A very marginal, small increase. Not in line with what you would have expected with the other economic indicators. But the average deposit rate, the rated average deposit rate, has been hovering around 5.3% 2003-2004.

When the interest rates rise, it is an impediment to economic development and activity. It adds to the budget deficit further because the public debt is huge. Public debt is about 106% of GDP. Of that, half is domestic debt. Therefore 50% of GDP is domestic debt. Therefore if interests go up by 1%, you know what impact it will have on the budget deficit again. So for that reason also, I think the government is eager to keep the interests rates low.

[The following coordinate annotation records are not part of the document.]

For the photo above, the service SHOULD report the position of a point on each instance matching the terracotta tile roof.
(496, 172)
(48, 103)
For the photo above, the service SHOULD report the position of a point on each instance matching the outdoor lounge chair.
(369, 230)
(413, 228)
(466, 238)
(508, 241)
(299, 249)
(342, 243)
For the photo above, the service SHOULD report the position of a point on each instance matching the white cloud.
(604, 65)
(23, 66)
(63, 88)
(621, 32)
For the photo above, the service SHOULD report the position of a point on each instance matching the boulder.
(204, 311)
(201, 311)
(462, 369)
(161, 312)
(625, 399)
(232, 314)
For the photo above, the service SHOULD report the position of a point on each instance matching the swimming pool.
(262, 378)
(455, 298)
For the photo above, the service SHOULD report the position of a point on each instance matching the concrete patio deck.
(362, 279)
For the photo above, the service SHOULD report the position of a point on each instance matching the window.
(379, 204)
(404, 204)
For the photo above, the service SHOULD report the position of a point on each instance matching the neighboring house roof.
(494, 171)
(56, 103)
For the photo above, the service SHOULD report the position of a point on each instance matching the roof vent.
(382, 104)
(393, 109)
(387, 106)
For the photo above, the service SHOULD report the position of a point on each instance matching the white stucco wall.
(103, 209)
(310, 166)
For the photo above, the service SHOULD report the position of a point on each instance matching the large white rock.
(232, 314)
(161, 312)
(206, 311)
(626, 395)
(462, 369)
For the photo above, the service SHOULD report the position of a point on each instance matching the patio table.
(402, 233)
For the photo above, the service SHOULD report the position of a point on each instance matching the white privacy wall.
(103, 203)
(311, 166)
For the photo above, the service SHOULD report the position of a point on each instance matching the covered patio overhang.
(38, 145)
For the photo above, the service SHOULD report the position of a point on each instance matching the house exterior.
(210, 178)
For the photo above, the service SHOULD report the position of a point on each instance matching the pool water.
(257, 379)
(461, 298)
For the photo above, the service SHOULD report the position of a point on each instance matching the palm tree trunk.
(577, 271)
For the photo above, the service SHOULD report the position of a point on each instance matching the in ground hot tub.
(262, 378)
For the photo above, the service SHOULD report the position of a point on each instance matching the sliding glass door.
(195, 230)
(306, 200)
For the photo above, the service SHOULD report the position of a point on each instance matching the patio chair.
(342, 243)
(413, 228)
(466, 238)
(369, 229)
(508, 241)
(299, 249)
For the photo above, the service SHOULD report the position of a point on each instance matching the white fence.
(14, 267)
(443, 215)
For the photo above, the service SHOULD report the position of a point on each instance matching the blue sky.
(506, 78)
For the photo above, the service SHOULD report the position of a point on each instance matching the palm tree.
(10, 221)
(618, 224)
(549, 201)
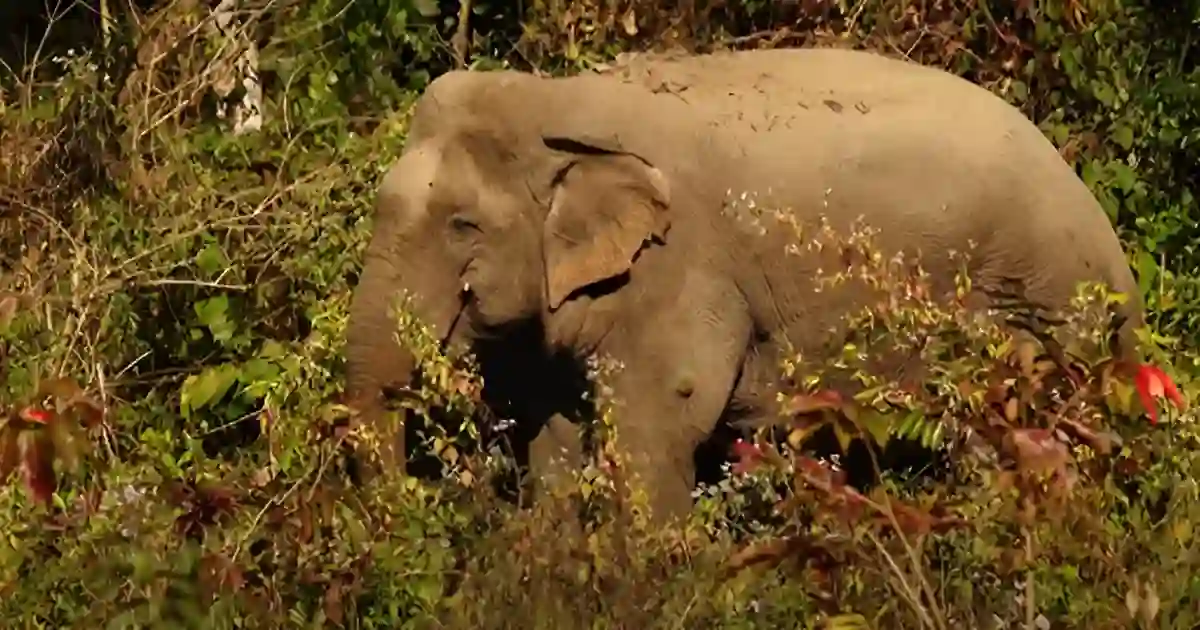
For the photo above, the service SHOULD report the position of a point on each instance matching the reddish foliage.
(1152, 383)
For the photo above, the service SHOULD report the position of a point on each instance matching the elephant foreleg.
(679, 371)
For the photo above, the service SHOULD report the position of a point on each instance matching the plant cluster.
(174, 287)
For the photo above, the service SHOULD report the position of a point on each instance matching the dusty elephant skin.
(595, 210)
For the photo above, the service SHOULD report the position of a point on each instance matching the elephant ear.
(605, 207)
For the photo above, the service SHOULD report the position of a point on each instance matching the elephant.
(594, 211)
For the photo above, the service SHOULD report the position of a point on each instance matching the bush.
(174, 282)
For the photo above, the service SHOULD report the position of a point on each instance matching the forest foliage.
(173, 303)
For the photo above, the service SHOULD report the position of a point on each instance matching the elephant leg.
(679, 371)
(555, 454)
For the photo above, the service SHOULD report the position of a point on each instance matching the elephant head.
(487, 221)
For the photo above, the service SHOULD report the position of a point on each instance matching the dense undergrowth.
(173, 299)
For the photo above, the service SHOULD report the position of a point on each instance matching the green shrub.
(173, 300)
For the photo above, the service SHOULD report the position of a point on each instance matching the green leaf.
(208, 387)
(877, 425)
(427, 9)
(214, 315)
(1123, 177)
(1122, 136)
(211, 259)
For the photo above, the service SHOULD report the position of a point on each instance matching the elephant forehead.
(414, 181)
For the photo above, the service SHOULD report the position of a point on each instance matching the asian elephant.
(595, 211)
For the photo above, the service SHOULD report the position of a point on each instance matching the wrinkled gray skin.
(594, 207)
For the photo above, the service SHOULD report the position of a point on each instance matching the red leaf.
(37, 466)
(40, 417)
(1152, 383)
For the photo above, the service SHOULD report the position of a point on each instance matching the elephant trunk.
(376, 361)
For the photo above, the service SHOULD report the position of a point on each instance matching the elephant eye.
(462, 225)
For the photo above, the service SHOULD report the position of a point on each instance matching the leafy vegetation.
(174, 285)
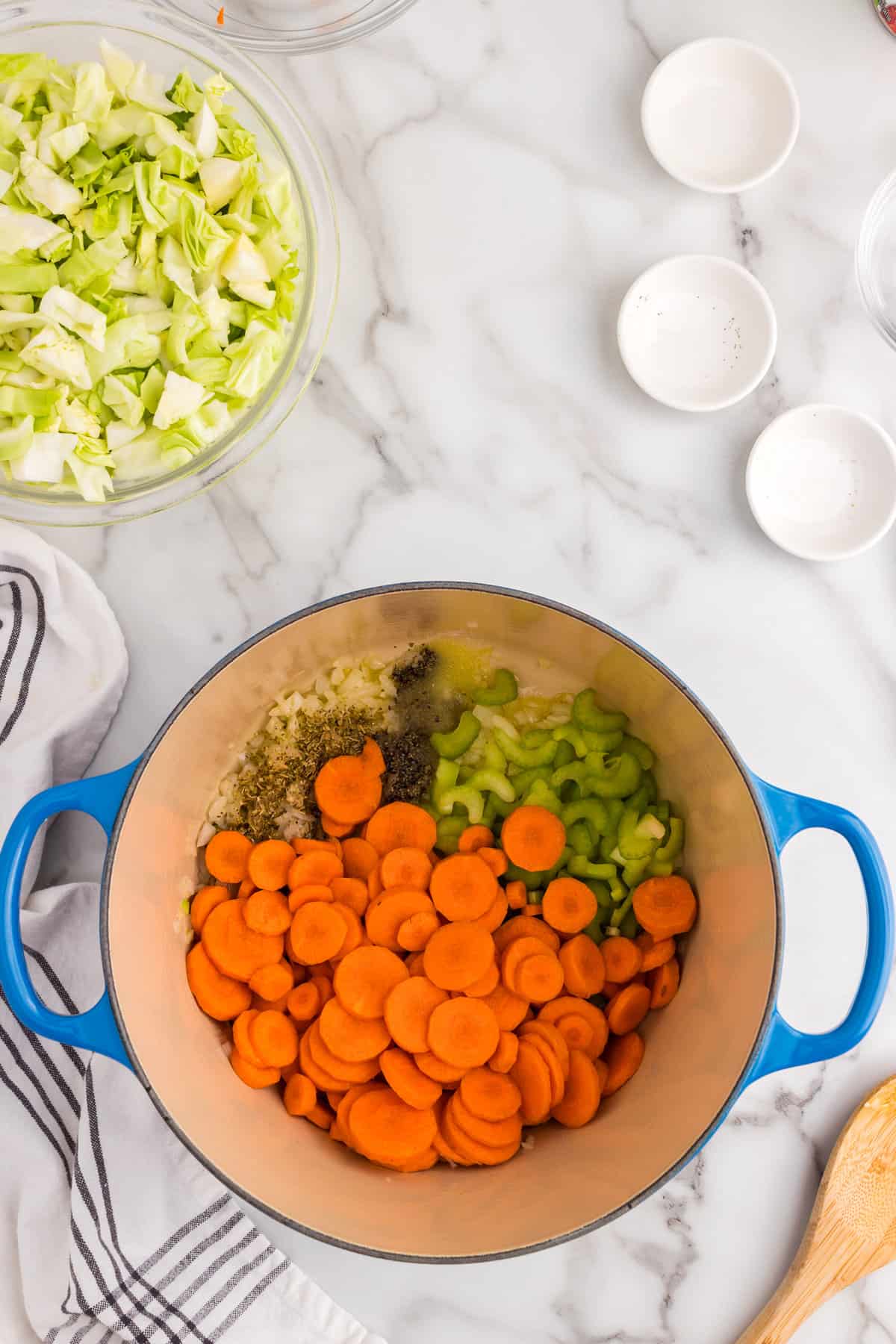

The way to get out of it is, and I think that's what the government is trying to do, Finance Ministry, is trying to reduce the budget deficit. To reduce the budget deficit, just now the emphasis is on raising tax revenue.

There are two arguments again. One argument is, raise tax revenue because some years ago tax revenue was about 19 or 18% of GDP. It had fallen to 14%. I must admit that during the last year tax revenue, or collection, had gone up by about 1% of GDP. But the secretary to the Finance Ministry says, certainly that's not enough. It should go back to 18%. Now why did this 18% drop to 14%? One was because the export taxes, the ad valorem taxes that were there on tea, and some other commodities, were withdrawn.

I would agree with the withdrawal of export duties and taxes because if you go through the history of our coffee industry era, you will see that the British government at that time imposed a huge export duty on coffee. Coffee was imposed with this export duty and it started contracting, because it was not competitive anymore with other countries. So the removal of export duties was good.

Then how do we increase tax revenue from the present 14 to 18%?

As the business sector's responsible citizens we should agree that everybody should pay his due taxes. That does not mean that we plan our affairs to pay the maximum tax. We should study the tax laws and try to minimise our taxes.

That's perfectly fair. We should never try to arrange our things to pay more taxes, but we should pay the taxes legitimately due. We may find ways of legitimately avoiding, but not evading. And there's a large segment of the economy, what we call the black economy, which is not getting caught to the taxes.

Say VAT for instance. For every million rupees that somebody does not pay tax, you and I are sharing the burden of that.

Therefore the Rupee that was virtually static with the US $ in 2003, only a 0.1% depreciation, as good as zero, in 2003, depreciated by 7.5% last year. In this year so far - the first quarter we are finishing tomorrow - we have had over 5% appreciation.